The coronavirus came, slapped us, and still lingers. With our confinement we have seen our nation wring its hands with fear, watched countless television shows, and for the most part been bored to tears. It’s been tough.
There is one thing good about the coronavirus - it can create a laugh or two, not a laugh at the illness and death but some of the circumstances.
Allow me to share some of the laughs I’ve had during this time. Yes, I have swiped the jokes from all over the place but these zingers prove that laughter is a good medicine for any virus.
•I discovered I need to practice social-distancing from the refrigerator.
•Half of us are going to come out of this quarantine as amazing cooks. The other half will come out with a drinking problem.
•Wearing your pajamas all the time will make you feel everything is just dandy.
•I get excited when it's time to take out the garbage. I just have trouble deciding what to wear.
•Suggestion - every few days put your jeans on just to make sure they fit.
•I heard some homeschool teachers were fired for drinking on the job.
•The kid next door told his homeschool mom, "I hope I don't have the same teacher next year."
•One day I was so bored I read the classifieds. The best I read said, “Single man with toilet paper seeks woman with hand sanitizer for good clean fun.”
•I don’t know what to think of COVID-19. I didn't see COVID-1 through 18, so I don't really have anything to compare it to.
•If you need 144 rolls of toilet paper for a 14 days quarantine you probably should have seen a doctor long before COVID-19.
•Prediction: There will be a minor baby boom in nine months, and then one day in 2033, we will shall witness the rise of The Quaranteens.
•Yeah, I have plans tonight. I’ll probably hit the living room around 8 or 9.
•Nail salons, hair salons, waxing center and tanning places are closed. It’s about to get ugly out there.
•On Day 4 of quarantine my wife said, “I’m ready to follow the new 25 step skin care routine.”
•On Day 5 of quarantine I went to this restaurant called The Kitchen. You gather all ingredients and make your own meal. I wonder how this place is still in business,
•On Day 6 of quarantine without sports, I found a lady sitting on my couch. Apparently she is my wife.
•I feel like all women are a week away from doing something traumatic to their hair.
•In eight weeks 90% of the blondes will disappear from the face of the earth.
•If I get quarantined for two weeks with my wife and I die, I can assure you it was not the virus that killed me.
•Since everybody has now started washing their hands, the peanuts at the bar have lost their taste.
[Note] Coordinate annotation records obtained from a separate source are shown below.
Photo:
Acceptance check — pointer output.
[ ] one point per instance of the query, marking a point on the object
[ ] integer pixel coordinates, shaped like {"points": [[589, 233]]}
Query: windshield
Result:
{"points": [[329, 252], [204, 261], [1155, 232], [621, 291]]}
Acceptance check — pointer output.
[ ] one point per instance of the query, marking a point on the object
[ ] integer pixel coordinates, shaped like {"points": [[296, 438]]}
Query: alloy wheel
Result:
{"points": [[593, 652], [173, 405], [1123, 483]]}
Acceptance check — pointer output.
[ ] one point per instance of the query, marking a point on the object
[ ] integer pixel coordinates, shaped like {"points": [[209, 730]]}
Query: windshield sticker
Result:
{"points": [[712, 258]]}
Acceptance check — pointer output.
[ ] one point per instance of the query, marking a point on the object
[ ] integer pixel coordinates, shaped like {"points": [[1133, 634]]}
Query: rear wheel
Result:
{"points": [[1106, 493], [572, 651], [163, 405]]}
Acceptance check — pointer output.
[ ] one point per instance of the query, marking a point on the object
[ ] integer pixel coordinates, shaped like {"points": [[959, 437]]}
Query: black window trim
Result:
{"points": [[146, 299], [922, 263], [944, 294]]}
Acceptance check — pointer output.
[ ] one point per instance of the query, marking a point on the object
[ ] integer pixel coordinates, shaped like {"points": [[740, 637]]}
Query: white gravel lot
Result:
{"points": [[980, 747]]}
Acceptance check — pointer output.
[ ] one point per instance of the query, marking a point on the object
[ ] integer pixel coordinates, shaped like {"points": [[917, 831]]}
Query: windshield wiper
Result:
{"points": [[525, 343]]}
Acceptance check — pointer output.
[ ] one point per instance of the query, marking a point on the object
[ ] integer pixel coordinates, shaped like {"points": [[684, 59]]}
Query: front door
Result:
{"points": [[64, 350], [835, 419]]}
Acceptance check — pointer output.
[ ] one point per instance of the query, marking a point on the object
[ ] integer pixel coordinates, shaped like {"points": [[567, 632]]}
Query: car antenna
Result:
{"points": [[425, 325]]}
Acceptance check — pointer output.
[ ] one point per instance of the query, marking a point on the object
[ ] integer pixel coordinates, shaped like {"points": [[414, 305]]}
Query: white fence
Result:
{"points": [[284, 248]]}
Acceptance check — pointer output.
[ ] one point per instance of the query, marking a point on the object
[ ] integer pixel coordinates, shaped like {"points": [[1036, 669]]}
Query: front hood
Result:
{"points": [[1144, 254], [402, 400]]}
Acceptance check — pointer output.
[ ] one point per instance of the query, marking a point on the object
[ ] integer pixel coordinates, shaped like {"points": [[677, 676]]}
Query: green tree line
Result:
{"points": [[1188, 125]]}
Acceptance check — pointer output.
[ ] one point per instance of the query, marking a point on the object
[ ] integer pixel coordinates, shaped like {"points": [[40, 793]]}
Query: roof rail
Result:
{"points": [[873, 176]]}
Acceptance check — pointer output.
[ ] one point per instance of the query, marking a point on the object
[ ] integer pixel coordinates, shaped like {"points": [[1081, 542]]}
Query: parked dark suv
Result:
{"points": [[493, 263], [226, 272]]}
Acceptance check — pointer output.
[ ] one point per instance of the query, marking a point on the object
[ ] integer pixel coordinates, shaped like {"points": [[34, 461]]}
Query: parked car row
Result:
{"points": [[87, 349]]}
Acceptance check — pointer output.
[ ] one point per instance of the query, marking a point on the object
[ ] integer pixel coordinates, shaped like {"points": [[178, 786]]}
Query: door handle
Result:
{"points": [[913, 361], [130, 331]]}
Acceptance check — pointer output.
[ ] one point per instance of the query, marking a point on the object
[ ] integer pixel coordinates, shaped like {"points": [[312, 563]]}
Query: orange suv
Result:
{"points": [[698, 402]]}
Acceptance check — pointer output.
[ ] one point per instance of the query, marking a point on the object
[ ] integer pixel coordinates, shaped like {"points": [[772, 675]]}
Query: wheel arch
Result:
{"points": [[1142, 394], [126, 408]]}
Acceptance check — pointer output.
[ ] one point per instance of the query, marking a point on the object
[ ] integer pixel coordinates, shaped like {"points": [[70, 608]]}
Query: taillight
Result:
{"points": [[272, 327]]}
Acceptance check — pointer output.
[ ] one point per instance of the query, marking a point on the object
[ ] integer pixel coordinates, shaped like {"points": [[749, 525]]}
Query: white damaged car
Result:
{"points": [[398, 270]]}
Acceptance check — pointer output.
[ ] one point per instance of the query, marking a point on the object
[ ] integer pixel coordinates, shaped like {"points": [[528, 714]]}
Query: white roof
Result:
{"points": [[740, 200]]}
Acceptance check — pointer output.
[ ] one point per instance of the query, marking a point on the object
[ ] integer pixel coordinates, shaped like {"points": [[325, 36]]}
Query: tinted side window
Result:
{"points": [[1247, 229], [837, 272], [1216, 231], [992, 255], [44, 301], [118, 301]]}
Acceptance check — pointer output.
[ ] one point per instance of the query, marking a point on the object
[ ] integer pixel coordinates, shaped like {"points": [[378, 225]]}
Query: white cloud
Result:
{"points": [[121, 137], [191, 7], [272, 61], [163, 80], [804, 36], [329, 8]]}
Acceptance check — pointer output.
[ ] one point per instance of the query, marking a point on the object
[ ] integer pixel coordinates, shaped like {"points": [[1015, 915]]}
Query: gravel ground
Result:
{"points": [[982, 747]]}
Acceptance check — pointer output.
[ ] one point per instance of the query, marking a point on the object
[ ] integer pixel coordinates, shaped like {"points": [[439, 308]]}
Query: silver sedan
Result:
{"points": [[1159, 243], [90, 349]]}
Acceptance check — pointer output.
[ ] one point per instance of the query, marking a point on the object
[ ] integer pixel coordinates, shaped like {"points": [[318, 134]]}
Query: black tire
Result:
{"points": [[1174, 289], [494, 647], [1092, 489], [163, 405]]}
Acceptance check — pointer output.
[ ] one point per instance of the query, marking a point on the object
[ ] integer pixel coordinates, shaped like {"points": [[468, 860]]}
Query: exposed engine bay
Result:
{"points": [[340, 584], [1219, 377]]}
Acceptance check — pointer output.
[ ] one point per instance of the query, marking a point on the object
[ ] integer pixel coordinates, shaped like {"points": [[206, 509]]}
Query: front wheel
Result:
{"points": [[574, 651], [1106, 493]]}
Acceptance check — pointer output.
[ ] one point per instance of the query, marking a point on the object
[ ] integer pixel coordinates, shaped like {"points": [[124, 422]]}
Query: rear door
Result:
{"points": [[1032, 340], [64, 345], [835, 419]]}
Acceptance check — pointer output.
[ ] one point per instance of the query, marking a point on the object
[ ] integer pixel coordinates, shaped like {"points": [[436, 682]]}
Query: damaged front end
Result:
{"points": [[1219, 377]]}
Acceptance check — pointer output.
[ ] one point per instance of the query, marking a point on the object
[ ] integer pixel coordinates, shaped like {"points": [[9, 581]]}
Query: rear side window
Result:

•They said that a mask and gloves were enough to go to the supermarket. They lied, everyone else has clothes on.
•Back in the day the only time we started panic buying was when the bartender yelled "last call."
•I sneezed in the bank today, it was the most attention I have received from the staff in the last 10 years.
•Never in my wildest of wild dreams did I ever think I would go up to a bank teller and request money with a mask on.
•How come the liquor stores don't have empty shelves? Don't people understand that they will be quarantined with their spouses?
•The Coronavirus has achieved what no female has every been able to achieve. It has cancelled sports, closed all bars and kept all guys at home!
Keeping smiling. We have better days are ahead.